81 views Asked by At

I got a requirement to deliver emails to a legacy system that needs to read the attachments.

For each part in a multipart email I need to provide the byte offset for where the attachment starts in the email, so the legacy system doesn't need to know how to parse emails.

Performance and memory usage is an issue, so the solution can't load the entire email into memory. And to my eyes that leaves out javax.mail.

How would you go about it in Java?

My first idea was to use mime4j, but the library does not keep of byte offset or even the line number. I investigated making a PR to mime4j to add tracking of line numbers and byte offsets. But it is not very easy, since it is a very mature project and it uses lots of buffering internally.

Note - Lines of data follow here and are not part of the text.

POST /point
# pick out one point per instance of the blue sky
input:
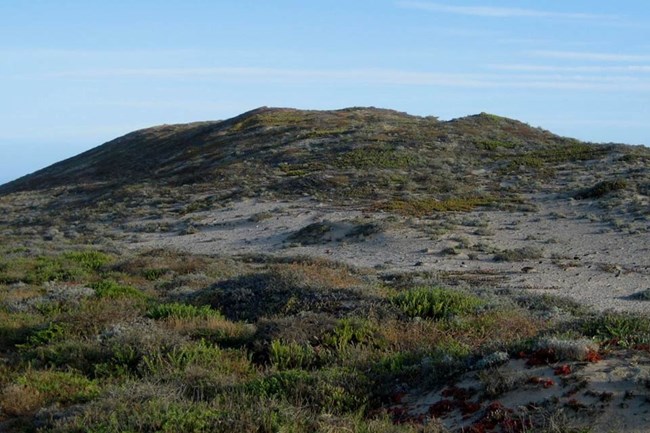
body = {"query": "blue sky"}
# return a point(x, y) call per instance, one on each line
point(74, 74)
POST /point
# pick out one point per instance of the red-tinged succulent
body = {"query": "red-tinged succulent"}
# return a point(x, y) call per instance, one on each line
point(541, 357)
point(563, 370)
point(593, 356)
point(545, 382)
point(458, 393)
point(468, 407)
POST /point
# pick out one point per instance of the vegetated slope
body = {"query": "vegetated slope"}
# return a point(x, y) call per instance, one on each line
point(355, 154)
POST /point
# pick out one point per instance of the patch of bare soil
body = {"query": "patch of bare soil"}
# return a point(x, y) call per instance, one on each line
point(568, 248)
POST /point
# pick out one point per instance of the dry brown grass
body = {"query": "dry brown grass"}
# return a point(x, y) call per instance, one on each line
point(20, 400)
point(221, 327)
point(319, 275)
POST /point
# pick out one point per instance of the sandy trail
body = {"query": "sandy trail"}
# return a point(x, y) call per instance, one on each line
point(582, 257)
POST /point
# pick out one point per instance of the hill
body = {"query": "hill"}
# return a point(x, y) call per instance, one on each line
point(352, 155)
point(329, 271)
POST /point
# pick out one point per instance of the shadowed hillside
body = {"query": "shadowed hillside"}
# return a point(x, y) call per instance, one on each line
point(391, 159)
point(358, 270)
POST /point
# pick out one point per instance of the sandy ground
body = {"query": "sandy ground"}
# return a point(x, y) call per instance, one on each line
point(583, 257)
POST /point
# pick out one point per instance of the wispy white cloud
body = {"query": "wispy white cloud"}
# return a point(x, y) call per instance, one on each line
point(500, 12)
point(521, 77)
point(571, 69)
point(591, 56)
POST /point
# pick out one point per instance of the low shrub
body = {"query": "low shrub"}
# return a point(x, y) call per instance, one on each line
point(111, 289)
point(183, 311)
point(601, 189)
point(436, 303)
point(622, 329)
point(519, 254)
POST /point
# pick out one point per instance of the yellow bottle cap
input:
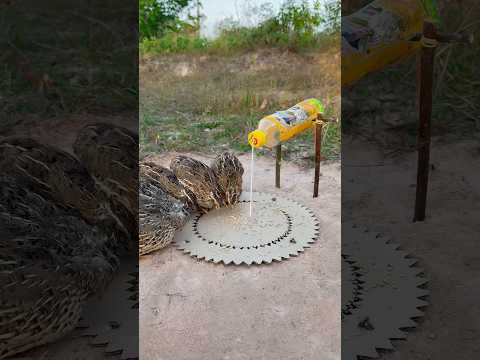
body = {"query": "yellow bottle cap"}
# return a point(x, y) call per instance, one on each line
point(257, 138)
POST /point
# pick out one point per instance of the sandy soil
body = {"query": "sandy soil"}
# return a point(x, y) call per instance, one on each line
point(379, 192)
point(290, 310)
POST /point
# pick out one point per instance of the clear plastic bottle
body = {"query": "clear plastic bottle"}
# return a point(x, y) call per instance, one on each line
point(282, 125)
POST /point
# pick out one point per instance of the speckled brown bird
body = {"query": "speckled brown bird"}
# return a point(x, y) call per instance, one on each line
point(110, 155)
point(164, 207)
point(62, 179)
point(200, 180)
point(228, 171)
point(51, 260)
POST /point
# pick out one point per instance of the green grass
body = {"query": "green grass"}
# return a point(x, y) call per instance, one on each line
point(240, 40)
point(212, 134)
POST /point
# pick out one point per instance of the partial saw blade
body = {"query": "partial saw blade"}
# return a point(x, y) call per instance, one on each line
point(277, 229)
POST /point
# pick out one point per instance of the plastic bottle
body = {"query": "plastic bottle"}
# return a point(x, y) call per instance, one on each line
point(381, 33)
point(282, 125)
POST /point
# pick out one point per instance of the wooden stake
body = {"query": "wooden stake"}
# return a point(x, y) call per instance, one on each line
point(425, 71)
point(318, 155)
point(278, 162)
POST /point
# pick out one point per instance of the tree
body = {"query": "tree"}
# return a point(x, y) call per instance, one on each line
point(157, 16)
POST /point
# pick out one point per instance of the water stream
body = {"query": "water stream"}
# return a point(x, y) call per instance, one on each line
point(251, 182)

Now I am thinking that maybe I am going about this the wrong way. So I would very much appreciate any ideas of how to solve this in a simple matter.

1

There are 1 answers

2
rockwotj On

You're going to run into issues just sending the byte offsets and the full email, as emails still can be base64 encoded or printed-quoteable encoded.

You'll want to use a MimeStreamParser and give your own ContentHandler and override the body method. You can then directly send the BodyDescriptor and InputStream to the legacy system. The InputStream is the "decoded" email (IE handles any Content-Transfer-Encoding). The BodyDescriptor is useful to extract stuff from the headers of the part that you may care about (MimeType and Charset are the most useful ones).

This does not buffer the whole email, and allows you to stream out just the body parts. I'm not sure how you're communicating with the legacy system (via the network or if it's an inprocess subcomponent) but hopefully that works!